Auf der Kommandozeile druckt man mit dem Befehl lp -d color Dateiname. Dabei ist Dateiname durch den Namen der zu druckenden Datei zu ersetzen. Durch die Option -d kann die Warteschlange explizit bestimmt werden. Mit -d color wird beispielsweise die Warteschlange color verwendet.
Das Paket cups-client enthält Kommandozeilentools zum Drucken mit CUPS wie den lp-Befehl, sodass obiges auch für CUPS funktioniert (siehe Abschnitt 5.8. “Kommandozeilentools für das CUPS-Drucksystem”). Der Druckdialog in KDE-Programmen ist dazu aber auf umzustellen, weil sonst kein Druckbefehl eingegeben werden kann – siehe den Abschnitt 5.9.2. “Schnellkonfiguration für einen Client-Rechner”.

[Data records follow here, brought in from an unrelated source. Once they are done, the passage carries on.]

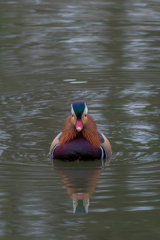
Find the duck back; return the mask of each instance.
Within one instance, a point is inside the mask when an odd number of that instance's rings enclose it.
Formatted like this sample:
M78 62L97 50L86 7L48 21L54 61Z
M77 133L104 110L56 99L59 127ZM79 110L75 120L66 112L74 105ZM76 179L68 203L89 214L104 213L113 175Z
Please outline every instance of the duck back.
M92 145L84 137L58 145L54 150L54 159L60 160L95 160L101 158L101 149Z

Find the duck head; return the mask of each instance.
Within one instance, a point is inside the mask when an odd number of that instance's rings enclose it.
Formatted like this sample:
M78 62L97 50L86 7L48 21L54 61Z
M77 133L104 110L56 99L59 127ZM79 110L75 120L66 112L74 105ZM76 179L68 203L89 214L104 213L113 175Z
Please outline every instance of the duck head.
M88 108L84 101L75 101L71 104L71 124L75 126L78 132L88 123Z

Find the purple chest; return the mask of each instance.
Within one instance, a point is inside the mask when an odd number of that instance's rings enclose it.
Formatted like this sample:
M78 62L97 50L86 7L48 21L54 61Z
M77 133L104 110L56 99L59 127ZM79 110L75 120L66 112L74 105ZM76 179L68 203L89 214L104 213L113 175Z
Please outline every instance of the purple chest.
M101 159L101 149L95 147L83 137L58 145L54 150L54 159L60 160L94 160Z

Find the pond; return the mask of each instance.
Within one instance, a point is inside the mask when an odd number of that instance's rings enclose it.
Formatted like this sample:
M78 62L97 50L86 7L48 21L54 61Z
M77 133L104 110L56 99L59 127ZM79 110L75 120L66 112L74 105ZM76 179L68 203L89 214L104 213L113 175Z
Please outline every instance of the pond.
M159 240L159 1L0 9L1 239ZM111 158L51 161L75 100Z

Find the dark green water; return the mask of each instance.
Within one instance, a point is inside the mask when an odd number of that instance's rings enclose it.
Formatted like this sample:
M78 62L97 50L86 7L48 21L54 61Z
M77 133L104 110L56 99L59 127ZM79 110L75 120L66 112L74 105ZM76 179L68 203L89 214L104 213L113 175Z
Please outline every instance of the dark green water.
M50 161L79 99L111 161ZM159 116L158 0L1 0L0 238L159 240Z

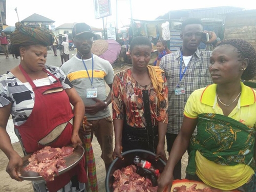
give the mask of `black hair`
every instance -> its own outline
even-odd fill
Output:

Zusätzlich gibt es grafische Druckerdialogprogramme wie xpp oder das KDE-Programm kprinter, die es ermöglichen, nicht nur die Warteschlange zu wählen, sondern auch CUPS-Standardoptionen und druckerspezifische Optionen aus der PPD-Datei über graphische Auswahlmenüs einzustellen. Um kprinter in verschiedenen Anwendungsprogrammen als einheitlichen Druckdialog zu bekommen, geben Sie in der Druckmaske der Anwendungsprogramme als Druckbefehl kprinter oder kprinter --stdin ein. Welcher Druckbefehl zu nehmen ist, hängt vom Anwendungsprogramm ab. Dadurch erscheint nach der Druckmaske des Anwendungsprogramms der kprinter-Druckerdialog, in dem Sie die Warteschlange und die weiteren Optionen einstellen. Bei dieser Methode ist darauf zu achten, dass sich die Einstellungen in der Druckmaske des Anwendungsprogramms und in kprinter nicht widersprechen. Einstellungen möglichst nur in kprinter vornehmen!